The spectre of a coalition government quickly became a key election battlefront, as the opening shots of a five-week campaign were fired:

  • Conservative Leader Stephen Harper painted the coalition notion as downright demonic in his first official campaign speech, accusing Liberals of harbouring secret plans of forming such a government with the NDP and Bloc Quebecois.
  • Liberal Leader Michael Ignatieff was in turn forced to categorically state he would not join a coalition, despite the fact that such governments are a legitimate feature of the democratic process.
  • NDP Leader Jack Layton muddied the waters by saying that he would be open to forming a coalition government should the need arise.

With the two main leaders treating the thought of a coalition like some form of plague, the voting public could be forgiven for having doubts about their legitimacy.

Harper has described a coalition government as undemocratic and reckless, stating that the party that gets the most votes is supposed to win.

But coalitions -- formed between two or more parties that collectively hold enough seats to form governments -- are commonly found around the world.

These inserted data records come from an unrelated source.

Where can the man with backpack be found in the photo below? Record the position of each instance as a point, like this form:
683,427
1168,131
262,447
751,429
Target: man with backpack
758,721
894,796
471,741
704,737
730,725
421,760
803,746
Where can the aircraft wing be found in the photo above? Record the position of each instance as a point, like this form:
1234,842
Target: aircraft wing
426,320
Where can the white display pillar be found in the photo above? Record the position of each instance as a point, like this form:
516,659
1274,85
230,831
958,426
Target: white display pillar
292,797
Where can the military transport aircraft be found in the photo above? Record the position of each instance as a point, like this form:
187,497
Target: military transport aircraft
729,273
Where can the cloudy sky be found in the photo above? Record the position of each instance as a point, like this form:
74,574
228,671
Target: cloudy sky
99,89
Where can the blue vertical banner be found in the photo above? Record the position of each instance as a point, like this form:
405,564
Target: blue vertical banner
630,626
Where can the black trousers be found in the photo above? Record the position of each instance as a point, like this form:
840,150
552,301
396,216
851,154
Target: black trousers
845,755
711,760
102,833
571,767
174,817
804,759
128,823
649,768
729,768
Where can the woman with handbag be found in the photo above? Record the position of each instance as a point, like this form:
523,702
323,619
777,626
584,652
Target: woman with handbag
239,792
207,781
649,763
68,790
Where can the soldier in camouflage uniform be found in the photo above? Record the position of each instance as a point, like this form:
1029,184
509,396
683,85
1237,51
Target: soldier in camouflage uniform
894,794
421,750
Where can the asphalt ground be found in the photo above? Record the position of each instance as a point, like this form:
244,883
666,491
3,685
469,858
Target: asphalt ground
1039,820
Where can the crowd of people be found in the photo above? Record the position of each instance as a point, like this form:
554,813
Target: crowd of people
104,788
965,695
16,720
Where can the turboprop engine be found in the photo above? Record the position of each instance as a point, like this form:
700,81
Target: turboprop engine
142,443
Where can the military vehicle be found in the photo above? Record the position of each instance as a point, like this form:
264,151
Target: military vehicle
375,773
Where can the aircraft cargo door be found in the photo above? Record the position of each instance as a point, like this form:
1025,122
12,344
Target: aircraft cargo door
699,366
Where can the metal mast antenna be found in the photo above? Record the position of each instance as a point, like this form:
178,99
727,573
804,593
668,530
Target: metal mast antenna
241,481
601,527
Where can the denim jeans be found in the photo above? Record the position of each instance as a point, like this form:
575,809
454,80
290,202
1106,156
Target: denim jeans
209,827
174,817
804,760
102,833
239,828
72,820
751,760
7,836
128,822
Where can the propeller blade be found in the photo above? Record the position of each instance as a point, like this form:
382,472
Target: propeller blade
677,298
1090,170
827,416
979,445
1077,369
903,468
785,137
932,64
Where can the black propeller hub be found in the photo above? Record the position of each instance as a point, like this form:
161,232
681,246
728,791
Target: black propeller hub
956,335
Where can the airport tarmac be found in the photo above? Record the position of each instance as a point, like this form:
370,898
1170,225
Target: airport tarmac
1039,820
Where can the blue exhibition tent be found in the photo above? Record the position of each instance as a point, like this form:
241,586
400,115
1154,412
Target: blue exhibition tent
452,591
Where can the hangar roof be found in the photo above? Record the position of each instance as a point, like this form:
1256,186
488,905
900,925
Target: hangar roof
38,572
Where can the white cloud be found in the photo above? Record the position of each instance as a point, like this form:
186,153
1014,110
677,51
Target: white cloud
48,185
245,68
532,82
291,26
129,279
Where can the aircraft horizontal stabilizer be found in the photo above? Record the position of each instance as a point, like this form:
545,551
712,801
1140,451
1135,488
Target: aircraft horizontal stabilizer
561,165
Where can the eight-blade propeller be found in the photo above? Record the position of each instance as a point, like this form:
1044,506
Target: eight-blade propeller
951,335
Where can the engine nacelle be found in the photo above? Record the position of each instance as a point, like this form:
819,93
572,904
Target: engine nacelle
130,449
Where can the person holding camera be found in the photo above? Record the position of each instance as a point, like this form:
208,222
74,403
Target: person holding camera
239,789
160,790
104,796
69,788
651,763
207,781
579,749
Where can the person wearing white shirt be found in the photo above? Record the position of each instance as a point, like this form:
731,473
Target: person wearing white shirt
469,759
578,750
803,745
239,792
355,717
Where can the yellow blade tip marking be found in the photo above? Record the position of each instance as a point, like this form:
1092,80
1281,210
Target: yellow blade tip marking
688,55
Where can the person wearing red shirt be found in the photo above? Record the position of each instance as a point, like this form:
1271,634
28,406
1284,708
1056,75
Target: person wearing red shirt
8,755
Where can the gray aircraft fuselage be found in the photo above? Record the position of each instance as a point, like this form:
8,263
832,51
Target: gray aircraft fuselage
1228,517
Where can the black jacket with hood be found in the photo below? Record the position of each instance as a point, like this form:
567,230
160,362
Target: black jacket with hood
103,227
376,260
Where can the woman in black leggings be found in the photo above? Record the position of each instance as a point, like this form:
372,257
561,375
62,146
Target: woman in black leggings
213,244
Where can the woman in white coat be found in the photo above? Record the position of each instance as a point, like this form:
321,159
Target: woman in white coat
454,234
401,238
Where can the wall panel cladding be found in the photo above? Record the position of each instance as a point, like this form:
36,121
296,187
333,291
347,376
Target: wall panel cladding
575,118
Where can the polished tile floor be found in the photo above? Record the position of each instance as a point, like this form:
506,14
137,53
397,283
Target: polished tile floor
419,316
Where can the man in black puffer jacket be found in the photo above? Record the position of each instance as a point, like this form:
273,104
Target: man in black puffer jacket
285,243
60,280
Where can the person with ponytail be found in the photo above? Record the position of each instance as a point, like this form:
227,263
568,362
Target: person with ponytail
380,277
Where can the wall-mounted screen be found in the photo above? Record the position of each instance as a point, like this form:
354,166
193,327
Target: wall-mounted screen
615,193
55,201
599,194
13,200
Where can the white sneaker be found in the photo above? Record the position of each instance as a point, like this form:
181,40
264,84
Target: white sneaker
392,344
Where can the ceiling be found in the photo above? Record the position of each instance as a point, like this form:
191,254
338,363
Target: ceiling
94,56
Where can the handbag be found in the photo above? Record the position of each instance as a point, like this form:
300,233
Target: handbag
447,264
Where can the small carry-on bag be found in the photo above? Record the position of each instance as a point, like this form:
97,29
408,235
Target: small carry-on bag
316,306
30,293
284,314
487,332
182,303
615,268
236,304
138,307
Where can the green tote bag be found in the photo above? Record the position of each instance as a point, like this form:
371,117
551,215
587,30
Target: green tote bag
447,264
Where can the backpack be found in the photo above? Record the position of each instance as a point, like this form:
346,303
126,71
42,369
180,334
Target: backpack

Britain is currently led by such a government, after a Conservative and Liberal Democrat coalition ousted Gordon Brown's Labour party in 2010. And Canada is not without its own coalition history:

  • Canada' "Great Coalition" was formed in 1864 when the Clear Grits, Parti Bleu and the Conservative Party joined together. The coalition government led to the creation of the Dominion of Canada.
  • In 1917, Conservative Prime Minister Robert Borden recruited members of the Liberal Party to create a Unionist government, which held until the end of the First World War.
  • Canada's most recent coalition came in 1999, when the Saskatchewan Liberal Party joined Roy Romanow's NDP government.
  • Canada's current coalition debate stems from 2008, when former Liberal Leader Stephane Dion and NDP Leader Jack Layton agreed to form a coalition, with the support of Bloc Quebecois Leader Gilles Duceppe.
  • As the Leader of the Opposition in 2004, Harper wrote to the Governor General that he had been in close consultation with Layton and Duceppe. His letter suggested he was ready to form an alternative government with NDP and Bloc support.